Я сказал Анни слабым и безнадежным голосом:
— Он сказал, я нормальный.
— Ну и ладно, ведь быть нормальным — это ненормально…
— Но он отказывается мне помогать.
Анни — девушка из департамента Лот, она прочно стоит на земле, и иногда это в ней сказывается, и тогда она вдруг в угоду своим крестьянским корням отказывается умирать и не сдаваться.
— Знаешь, Поль, а может, хватит? Две книги напечатаны, может, на эти деньги, плюс авансы от издателей, в Каньяке можно прожить. В Косее можно жить втроем на полторы тысячи франков в месяц. Не стоит так дергаться только ради написания третьей книжки… Вдобавок из отчаяния ты тоже уже все выжал, — сказала она.
И то правда, подумал я. Может, попробовать писать о надежде? Нет, отказываюсь впадать в банальность. Простовато как-то, несолидно.
Но надежда продолжала мучить меня, на то она и выдумана, и всю ночь я не мог сомкнуть глаз. А назавтра, как нарочно, случился знак.
Это было в «Геральд Трибьюн». Вот, кому надо — могу показать.
Из мюнхенского зоопарка сбежал волк, и нашла его на четвертой странице одна старушка. Когда прибыла полиция, старушка гладила волка по голове, а он лизал ей руку.

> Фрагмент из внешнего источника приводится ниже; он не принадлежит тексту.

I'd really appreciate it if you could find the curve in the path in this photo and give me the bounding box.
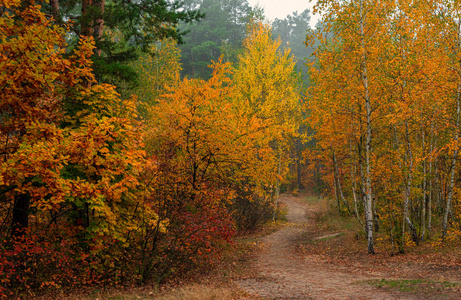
[237,195,421,300]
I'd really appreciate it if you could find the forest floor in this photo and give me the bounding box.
[72,194,461,300]
[236,194,461,299]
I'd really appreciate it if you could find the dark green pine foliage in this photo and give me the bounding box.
[272,9,313,85]
[43,0,203,91]
[180,0,253,79]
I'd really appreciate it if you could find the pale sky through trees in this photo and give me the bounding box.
[248,0,319,27]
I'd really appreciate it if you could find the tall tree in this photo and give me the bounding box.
[181,0,252,79]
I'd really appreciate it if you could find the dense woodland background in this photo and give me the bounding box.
[0,0,461,298]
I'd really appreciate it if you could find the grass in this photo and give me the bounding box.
[365,279,461,297]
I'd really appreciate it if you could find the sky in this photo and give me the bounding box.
[248,0,319,28]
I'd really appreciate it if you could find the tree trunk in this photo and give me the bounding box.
[442,83,461,239]
[272,145,282,221]
[11,194,30,237]
[360,0,375,254]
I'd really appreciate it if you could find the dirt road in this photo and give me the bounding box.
[237,195,421,299]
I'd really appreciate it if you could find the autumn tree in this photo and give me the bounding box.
[0,1,144,296]
[234,22,301,218]
[308,0,459,254]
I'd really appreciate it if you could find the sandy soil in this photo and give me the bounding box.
[236,195,440,299]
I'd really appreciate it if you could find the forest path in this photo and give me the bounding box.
[237,194,421,299]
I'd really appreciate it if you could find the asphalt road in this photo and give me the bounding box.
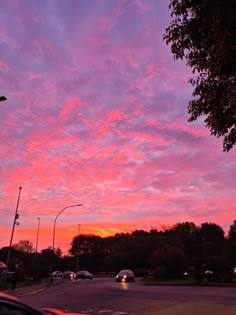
[22,278,236,315]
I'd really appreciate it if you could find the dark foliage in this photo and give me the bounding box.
[163,0,236,151]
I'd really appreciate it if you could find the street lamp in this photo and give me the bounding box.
[35,218,40,253]
[0,96,7,102]
[76,224,80,272]
[6,187,22,270]
[52,203,82,252]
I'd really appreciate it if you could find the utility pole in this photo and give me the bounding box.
[6,187,22,270]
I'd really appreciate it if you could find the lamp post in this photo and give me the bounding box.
[76,224,80,272]
[35,218,40,253]
[6,187,22,270]
[0,96,7,102]
[52,203,82,252]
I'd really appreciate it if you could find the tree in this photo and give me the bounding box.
[13,240,34,253]
[163,0,236,151]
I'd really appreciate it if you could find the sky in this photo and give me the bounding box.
[0,0,236,253]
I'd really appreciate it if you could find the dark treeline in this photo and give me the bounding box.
[0,220,236,282]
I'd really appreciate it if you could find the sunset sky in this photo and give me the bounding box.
[0,0,236,253]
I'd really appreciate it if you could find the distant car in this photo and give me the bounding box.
[63,271,75,280]
[116,269,135,282]
[0,292,83,315]
[75,270,93,280]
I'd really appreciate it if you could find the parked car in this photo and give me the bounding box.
[63,271,75,280]
[0,292,83,315]
[75,270,93,280]
[116,269,135,282]
[51,271,63,279]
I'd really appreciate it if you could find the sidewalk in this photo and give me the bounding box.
[4,280,64,297]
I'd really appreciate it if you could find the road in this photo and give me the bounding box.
[21,278,236,315]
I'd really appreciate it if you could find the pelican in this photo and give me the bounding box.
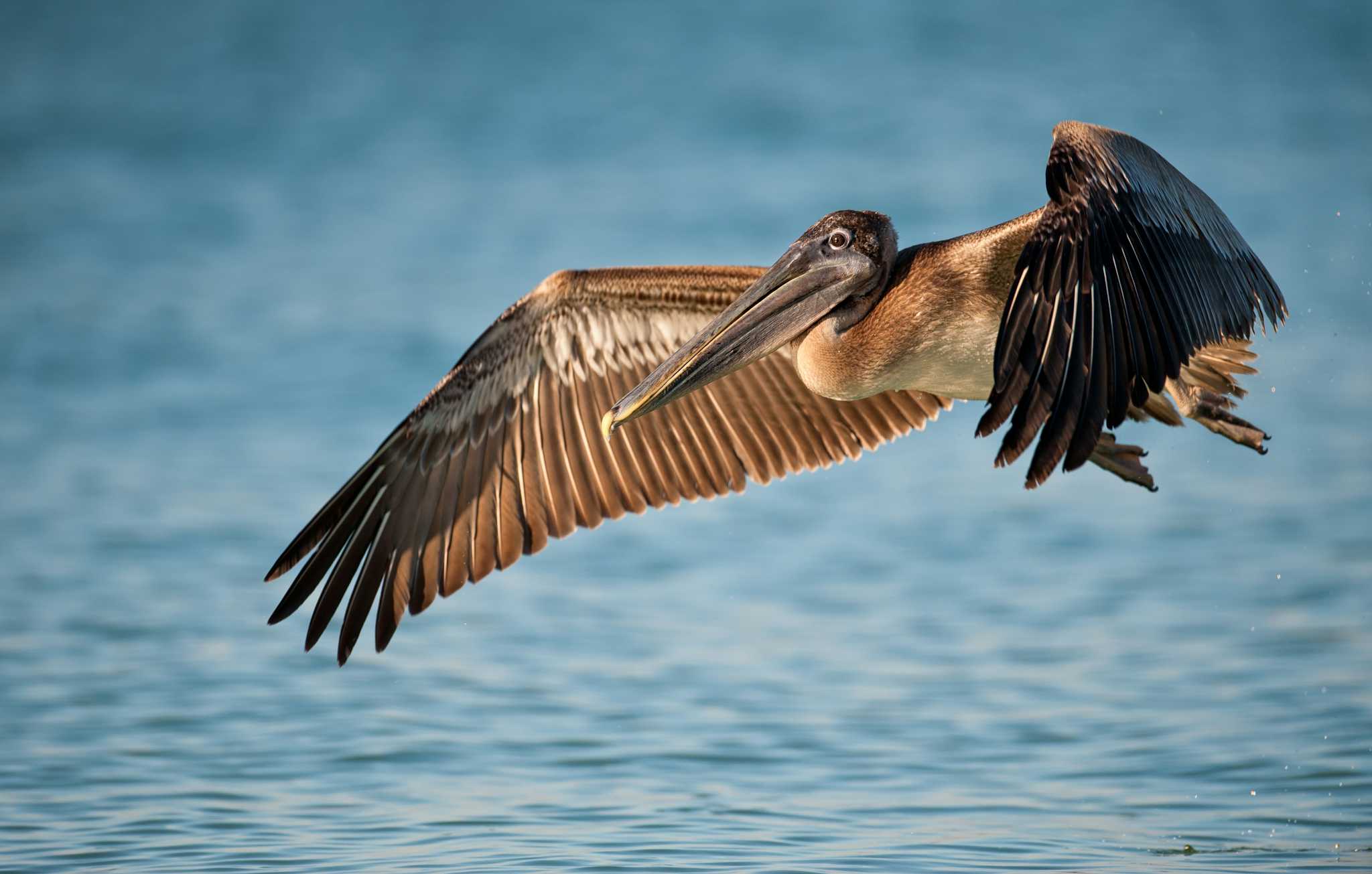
[266,121,1287,664]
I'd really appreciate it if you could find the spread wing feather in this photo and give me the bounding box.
[977,122,1287,488]
[267,267,949,664]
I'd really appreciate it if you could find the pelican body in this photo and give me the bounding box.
[267,122,1287,664]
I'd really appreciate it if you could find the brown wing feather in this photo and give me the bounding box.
[977,122,1287,488]
[267,267,949,663]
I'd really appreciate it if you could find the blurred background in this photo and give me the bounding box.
[0,1,1372,871]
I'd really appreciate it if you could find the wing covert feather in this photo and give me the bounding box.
[977,122,1287,488]
[267,267,951,664]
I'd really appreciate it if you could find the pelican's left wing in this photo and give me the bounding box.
[977,121,1287,488]
[267,266,949,663]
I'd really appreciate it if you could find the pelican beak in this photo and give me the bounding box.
[601,238,877,439]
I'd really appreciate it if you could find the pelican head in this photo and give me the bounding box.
[601,210,896,438]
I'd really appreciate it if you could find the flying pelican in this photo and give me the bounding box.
[266,121,1287,664]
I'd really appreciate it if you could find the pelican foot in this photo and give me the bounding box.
[1182,390,1272,455]
[1089,431,1158,491]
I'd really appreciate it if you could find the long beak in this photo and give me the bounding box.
[601,240,876,439]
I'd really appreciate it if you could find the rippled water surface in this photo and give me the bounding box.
[0,3,1372,871]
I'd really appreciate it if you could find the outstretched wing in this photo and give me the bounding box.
[266,267,949,664]
[977,121,1287,488]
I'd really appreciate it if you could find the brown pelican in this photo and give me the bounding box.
[266,122,1287,664]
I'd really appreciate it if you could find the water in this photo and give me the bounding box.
[0,3,1372,871]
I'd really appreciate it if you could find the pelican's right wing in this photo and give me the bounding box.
[977,122,1287,488]
[267,266,949,664]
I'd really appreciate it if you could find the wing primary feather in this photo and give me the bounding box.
[305,486,390,652]
[338,510,395,667]
[266,465,385,626]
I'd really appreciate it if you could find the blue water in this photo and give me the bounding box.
[0,1,1372,871]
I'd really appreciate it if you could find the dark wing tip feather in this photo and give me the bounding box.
[977,122,1287,488]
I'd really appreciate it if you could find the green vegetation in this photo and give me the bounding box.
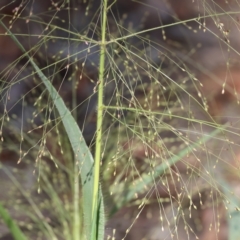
[0,0,240,240]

Трудно сказать наверняка, но, похоже, волки развиваются в правильном направлении. И старушки тоже. Или, может, старушка была сумасшедшая. С ними вечно что-то случается.
Я не верю в перевороты. Слова связаны круговой порукой, они становятся фразами, и выражение «пригрел на груди змею» вряд ли подразумевает, что змея потом выразит вам благодарность. Любовь — просто слою, которое хорошо звучит.
В тот вечер мы с Алиеттой долго совещались. Я еще не описывал вам Алиетту словами, ведь я хочу, чтоб она осталась со мной, а не запуталась в словах. Я сделаю одно-единственное заявление: у Алиетты такие глаза, как будто бывает первый взгляд.
— Поль, наверно, лучше сдаться. Не стоит кричать, никто не услышит. Его нет. Не существует. Он не придет тебя завершать, не выделит тебя из наброска, Автора нет. Давай смиримся с собой, ведь мы тут ни при чем. Ты даже мог бы подыскать работу, не лишенную будущего, скажем, компостировать билеты на станции отправления.